If you want to control IE you don't need to create a Filter - this does NetLimiter Client for you automaticaly - it keeps all active connections in Activity view sorted by processes where they were created. You can just click and set limits.

But if would like to monitor traffic generated by all web browsers and to a specific site, you have to create a custom Filter.

Filter editor

If you would like to create a custom Filter, you have use Filter editor. You can open it by clicking Filter List Tab in Activity View which displays list of current Filters and then select Add filter.

After you create your Filter it will appear on Filter Tab and it will be also displayed in the Activity tab.

/img/docs/FltEd-4.0.56.PNG

There are several available options:

  • Filter name: Just give you Filter a name to find more easily among other Filters.
  • Filter type: There are three options: Zone, Composite and Filter. If you choose Zone then this filter will be treated like a Zone - will appear in a list of Zones and you will be able to use as other Zones which are all the Filters as well. By selecting Composite you will be allowed to create from other Filters. Finally, if you choose Filter you will create a normal Filter without any special purposes.
  • Per-Type: Only functional for Limit rules. If you select Per-Connection, Per-Process or Per-Application then a limit will not be applied to the Filter as a whole, but instead it will be applied to every Connection, Process or Application which belongs to the Filter.
  • Filter functions: Set of Filter functions defines the Filter. It is most important part and we will cover it next sub-chapter.

Filter functions

To add a single Filter Function (FF) to your Filter just click Add button in Filter functions section of Filter editor. It opens Filter Function editor.

/img/docs/FltFunEd-4.0.56.PNG

First of all you have choose a type of FF. Names of FFs are quite self-explanatory. For example if you select Application path is not and add path to IE executable (iexplore.exe) as a Value then final Filter will work (monitor or control) with all connections, except for those which originated in IE.

If you add multiple values to a FF then they will work in conjuction... they will be evaluated with logical OR. So if choose FF Application path is and Add a path to IE executable and path to Firefox exe, then the final Filter will catch all connections from IE OR Firefox.

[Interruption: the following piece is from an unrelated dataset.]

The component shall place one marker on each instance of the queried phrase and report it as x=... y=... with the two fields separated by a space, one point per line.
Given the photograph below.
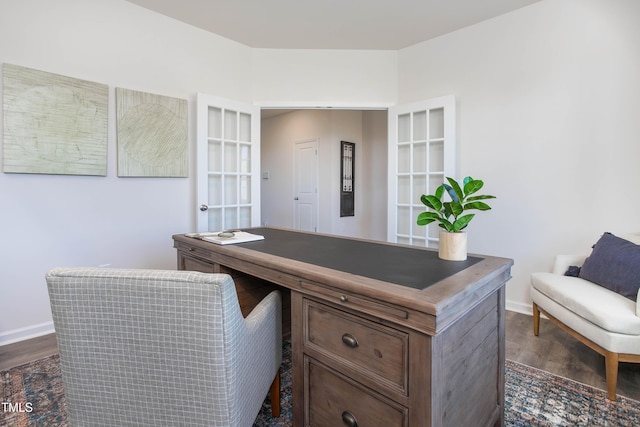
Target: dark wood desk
x=371 y=345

On the other hand - if you add multiple Filter functions to your Filter then they will be evaluated with logical AND. If you add one FF Application path is with value of IE executable and second FF {Remote address in range} with value 171.0.0.0 - 171.0.0.255 (IP address range) then the final filter will catch all connections that are from IE AND the remote machine (a web server - in most cases) has IP address from the defined Range.

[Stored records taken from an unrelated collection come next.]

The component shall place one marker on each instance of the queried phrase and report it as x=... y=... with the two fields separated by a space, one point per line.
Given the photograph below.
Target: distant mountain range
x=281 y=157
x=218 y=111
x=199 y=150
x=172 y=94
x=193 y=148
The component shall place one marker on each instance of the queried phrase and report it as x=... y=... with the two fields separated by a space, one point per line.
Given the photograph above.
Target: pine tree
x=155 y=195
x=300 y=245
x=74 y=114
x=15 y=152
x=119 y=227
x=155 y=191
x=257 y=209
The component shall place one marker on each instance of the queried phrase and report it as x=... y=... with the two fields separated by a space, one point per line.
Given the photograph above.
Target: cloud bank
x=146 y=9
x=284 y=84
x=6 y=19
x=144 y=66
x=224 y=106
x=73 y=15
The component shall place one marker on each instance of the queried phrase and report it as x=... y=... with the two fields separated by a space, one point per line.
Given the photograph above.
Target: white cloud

List of all Filter functions

Application is and Application is not : Used for Windows system services and Store apps.

Application path is and Application path is not : Filter applications by their full path (c\dir1\dir2\appdir\app.exe).

Application path contains and Application path does not contain : Filter applications by a part of their path (like dir2\appdir from c\dir1\dir2\appdir\app.exe).

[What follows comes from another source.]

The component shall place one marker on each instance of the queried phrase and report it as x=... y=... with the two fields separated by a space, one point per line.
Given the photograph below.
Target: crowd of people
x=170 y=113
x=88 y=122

Is loopback traffic and Is not loopback traffic : Filters all localhost/loopback traffic. It is a traffic from one program to another program on a same machine. Usually using 127.0.0.1 ip address.

Local address in range and Local address not in range : Filters traffic by its local Ip address.

Remote address in range and Remote address not in range : Filters traffic by its remote Ip addresses.

Local port in range and Local port not in range : Filters traffic by its local port numbers.

Remote port in range and Remote port not in range : Filters traffic by its remote port numbers. To filter traffic generated by your web browsers just use port number 80 (http) and 443 (https).

Network is and Network is not : Filters traffic by networks.

Remote host is on Internet and Remote host is not on Internet : Filters all traffic that goes/doesn't go to or from Internet zone.

Remote host is on Local Network and Remote host is not on Local Network : Filters all traffic that goes/doesn't go to or from Local Network zone.

Transport protocol is and Transport protocol is not : Filters traffic by type of transport protocol. Most common are TCP and UDP.

User is and User is not : Filters traffic by local user account.

Tag is and Tag is not : Filters traffic by Tags.

Is Forwarded traffic and Is not Forwarded traffic : Filters all forwarded/through-going traffic. Forwarded traffic does not originate on the local machine or/and the machine isn't its destination. It passes through the machine.

Domain name is and Domain name is not : Filters traffic by Domain name of the remote machines. You can use full domain like youtube.com or partial name using wildcard characters * and ? like *tube.com, which filter all connections with remote host domain containing tube.com at its end.